The last night I should have mentioned how my wife and I were troubled all night with the sound of drums in our ears, which in the morning we found to be Mr. Davys's jack, but not knowing the cause of its going all night, I understand to-day that they have had a great feast to-day.

[A smoke-jack was a device lodged in a chimney flue, with a fan of blades like that of a jet turbine. Hot air rising up the chimney caused the fan to rotate, and this motion was transmitted downwards by gears to turn a meat-spit in the fireplace.]

Period referred to: 1660s

Sound category: Ambient > General sounds of street and town

Title of work: The Diary of Samuel Pepys

Type of publication: Diary

Author: Samuel Pepys

Year of publication: 1660

Page/volume number: February 1660

‘A drum came by, beating of a strange manner of beat’

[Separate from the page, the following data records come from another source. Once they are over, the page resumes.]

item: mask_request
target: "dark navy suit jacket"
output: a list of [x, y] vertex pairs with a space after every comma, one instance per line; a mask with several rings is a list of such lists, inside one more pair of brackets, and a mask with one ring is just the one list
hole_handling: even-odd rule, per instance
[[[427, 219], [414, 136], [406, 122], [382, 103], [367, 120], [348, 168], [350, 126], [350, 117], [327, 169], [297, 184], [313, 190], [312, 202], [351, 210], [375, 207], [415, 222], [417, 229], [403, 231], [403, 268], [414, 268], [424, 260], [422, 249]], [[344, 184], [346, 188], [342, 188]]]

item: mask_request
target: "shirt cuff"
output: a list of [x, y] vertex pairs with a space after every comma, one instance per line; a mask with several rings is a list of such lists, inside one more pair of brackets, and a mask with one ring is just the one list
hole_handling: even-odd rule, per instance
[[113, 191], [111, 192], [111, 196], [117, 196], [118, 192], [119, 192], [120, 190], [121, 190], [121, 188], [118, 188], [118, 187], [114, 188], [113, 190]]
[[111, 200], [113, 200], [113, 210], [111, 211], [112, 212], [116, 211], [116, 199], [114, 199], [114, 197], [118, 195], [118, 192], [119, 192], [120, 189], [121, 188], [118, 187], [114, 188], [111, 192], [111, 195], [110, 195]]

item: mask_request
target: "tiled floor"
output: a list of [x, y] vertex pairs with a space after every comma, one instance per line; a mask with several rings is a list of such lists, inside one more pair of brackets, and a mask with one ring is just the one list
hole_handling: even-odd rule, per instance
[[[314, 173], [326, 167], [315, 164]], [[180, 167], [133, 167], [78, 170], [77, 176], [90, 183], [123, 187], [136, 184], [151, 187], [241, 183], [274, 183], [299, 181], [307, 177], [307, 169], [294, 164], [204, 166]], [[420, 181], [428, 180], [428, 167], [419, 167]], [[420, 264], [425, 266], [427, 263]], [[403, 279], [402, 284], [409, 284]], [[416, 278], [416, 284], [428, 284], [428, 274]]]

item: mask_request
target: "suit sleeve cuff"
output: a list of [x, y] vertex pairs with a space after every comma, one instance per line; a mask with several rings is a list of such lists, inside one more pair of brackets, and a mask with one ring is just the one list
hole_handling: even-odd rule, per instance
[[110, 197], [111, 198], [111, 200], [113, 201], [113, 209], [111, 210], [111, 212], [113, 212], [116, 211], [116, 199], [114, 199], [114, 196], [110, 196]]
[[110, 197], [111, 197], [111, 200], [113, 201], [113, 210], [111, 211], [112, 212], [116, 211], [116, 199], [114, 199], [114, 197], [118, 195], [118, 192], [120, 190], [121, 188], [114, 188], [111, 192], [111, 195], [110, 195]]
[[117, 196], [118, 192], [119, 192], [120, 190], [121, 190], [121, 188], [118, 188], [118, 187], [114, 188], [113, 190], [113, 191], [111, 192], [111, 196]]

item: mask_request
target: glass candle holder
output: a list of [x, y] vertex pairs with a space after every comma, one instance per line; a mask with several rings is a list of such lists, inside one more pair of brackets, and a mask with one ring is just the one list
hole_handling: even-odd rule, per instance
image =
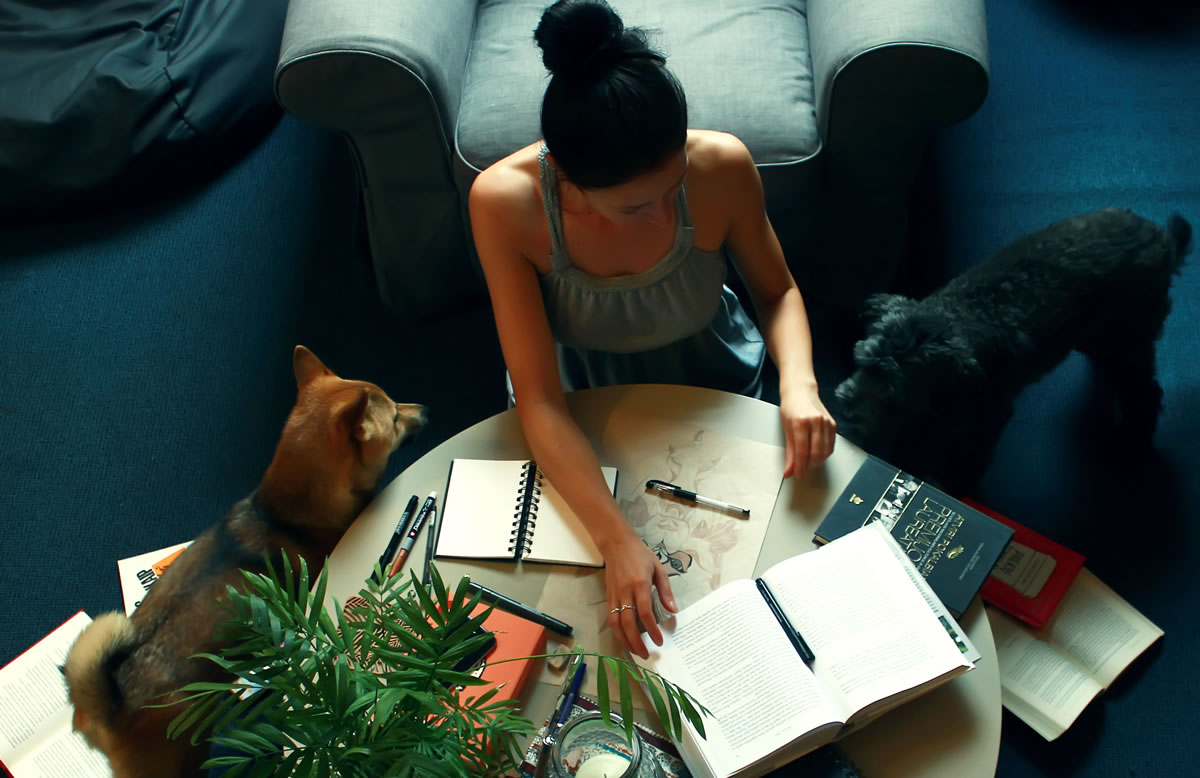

After supper home, and before going to bed I staid writing of this day its passages, while a drum came by, beating of a strange manner of beat, now and then a single stroke, which my wife and I wondered at, what the meaning of it should be.

Period referred to: 1660s

Sound category: Ambient > General street sounds

Title of work: The Diary of Samuel Pepys

Type of publication: Diary

Author: Samuel Pepys

Year of publication: 1660

Page/volume number: January 1660

A dog’s barking keeps Samuel Pepys awake

Having been exceedingly disturbed in the night with the barking of a dog of one of our neighbours that I could not sleep for an hour or two, I slept late, and then in the morning took physic, and so staid within all day.